The rise and fall of a British giant

THE FALL and rise of Sears took almost a century. Along the way, writes Nigel Cope, it became one of Britain's most widely based conglomerates but by the end it was a regularly out-manoeuvred embarrassment.

It began in 1908 when it was founded by John Sears. But it was in the Fifties and Sixties that it really began to prosper, under the control of Charles Clore.

As well as shoe shops such as Saxone and Freeman Hardy Willis its interestscovered engineering, ship building, William Hill bookmakers, and jewellers Mappin and Webb and Asprey. In 1988 Sears bought the Freemans Mail order business for over pounds 400m, a valuation it has rarely enjoyed since. By this time Sears' British Shoe Corporation sold one in four of the nation's shoes.

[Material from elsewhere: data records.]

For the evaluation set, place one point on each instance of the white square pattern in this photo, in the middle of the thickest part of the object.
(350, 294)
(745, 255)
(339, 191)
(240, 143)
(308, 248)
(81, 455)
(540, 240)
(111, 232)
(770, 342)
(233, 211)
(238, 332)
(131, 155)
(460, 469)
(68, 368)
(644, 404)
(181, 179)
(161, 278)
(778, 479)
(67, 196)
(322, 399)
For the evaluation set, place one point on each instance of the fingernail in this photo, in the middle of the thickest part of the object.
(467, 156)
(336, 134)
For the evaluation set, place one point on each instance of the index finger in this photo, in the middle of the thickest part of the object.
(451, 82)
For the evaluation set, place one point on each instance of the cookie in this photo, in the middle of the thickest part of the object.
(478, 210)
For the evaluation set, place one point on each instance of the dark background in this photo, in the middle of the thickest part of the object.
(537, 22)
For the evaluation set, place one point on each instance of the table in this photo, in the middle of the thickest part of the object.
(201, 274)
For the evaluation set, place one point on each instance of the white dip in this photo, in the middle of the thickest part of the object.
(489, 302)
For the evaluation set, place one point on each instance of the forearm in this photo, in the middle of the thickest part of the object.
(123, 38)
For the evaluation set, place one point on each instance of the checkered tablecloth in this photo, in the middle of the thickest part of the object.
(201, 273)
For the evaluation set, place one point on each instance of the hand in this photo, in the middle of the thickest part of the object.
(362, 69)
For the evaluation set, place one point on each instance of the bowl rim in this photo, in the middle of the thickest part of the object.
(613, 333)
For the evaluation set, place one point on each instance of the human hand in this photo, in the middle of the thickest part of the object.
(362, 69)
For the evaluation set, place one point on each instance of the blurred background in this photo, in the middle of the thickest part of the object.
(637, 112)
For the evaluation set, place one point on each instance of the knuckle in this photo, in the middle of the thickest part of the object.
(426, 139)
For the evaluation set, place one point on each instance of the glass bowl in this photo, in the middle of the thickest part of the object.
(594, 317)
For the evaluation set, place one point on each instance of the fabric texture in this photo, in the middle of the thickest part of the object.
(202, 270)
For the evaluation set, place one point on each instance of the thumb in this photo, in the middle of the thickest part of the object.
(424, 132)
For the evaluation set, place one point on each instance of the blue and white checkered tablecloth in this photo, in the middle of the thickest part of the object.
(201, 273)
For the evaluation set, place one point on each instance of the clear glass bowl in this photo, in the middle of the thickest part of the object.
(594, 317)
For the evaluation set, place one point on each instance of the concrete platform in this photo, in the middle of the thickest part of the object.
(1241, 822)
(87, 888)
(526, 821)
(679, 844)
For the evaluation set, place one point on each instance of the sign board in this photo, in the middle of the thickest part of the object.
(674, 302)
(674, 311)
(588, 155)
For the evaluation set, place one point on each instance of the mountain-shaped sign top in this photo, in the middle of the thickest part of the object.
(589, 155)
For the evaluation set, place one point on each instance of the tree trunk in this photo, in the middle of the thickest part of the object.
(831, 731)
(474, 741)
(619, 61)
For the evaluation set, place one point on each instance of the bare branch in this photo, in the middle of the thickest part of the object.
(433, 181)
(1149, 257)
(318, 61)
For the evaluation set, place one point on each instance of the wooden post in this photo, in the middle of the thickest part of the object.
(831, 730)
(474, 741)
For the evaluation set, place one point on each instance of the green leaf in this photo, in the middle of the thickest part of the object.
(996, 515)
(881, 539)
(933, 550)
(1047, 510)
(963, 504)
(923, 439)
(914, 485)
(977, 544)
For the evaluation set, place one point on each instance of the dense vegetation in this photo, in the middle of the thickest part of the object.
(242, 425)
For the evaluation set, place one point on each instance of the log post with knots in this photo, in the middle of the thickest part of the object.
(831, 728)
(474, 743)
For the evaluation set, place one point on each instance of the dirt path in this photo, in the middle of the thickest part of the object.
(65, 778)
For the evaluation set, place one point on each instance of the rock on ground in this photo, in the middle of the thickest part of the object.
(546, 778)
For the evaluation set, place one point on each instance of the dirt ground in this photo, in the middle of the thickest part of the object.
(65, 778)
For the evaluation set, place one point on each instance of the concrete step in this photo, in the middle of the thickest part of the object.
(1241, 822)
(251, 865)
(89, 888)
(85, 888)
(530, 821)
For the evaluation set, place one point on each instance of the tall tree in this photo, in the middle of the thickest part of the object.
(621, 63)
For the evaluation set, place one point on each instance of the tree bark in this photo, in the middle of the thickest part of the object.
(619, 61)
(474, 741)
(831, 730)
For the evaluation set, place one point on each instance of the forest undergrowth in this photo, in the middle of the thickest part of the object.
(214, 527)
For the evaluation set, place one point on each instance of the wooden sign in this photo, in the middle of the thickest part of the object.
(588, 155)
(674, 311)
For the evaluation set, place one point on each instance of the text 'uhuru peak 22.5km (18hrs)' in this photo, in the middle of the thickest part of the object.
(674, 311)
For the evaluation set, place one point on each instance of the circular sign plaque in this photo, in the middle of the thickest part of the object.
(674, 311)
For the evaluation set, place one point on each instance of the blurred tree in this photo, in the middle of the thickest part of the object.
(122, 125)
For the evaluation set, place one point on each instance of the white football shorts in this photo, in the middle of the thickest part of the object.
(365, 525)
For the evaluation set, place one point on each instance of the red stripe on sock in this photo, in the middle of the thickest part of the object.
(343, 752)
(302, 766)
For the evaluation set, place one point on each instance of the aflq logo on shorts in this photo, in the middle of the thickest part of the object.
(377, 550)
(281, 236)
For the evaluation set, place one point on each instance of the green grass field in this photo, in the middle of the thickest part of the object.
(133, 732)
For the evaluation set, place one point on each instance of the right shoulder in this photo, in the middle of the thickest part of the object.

By 1992 Liam Strong was in charge. It was to prove the start of a period that would eventually lead to yesterday's take over. Mr Strong tried to grapple with the sprawling business, slimming it down and developing new shoe chains such as Hush Puppy, and Shoe Express. Olympus Sports once the dominant sports chain in Britain was sold to a group led by Philip Green.

And in 1996 a deal to sell several shoe chains with Stephen Hinchliffe went badly wrong, forcing the group to break British Shoe up costing Sears pounds 240m.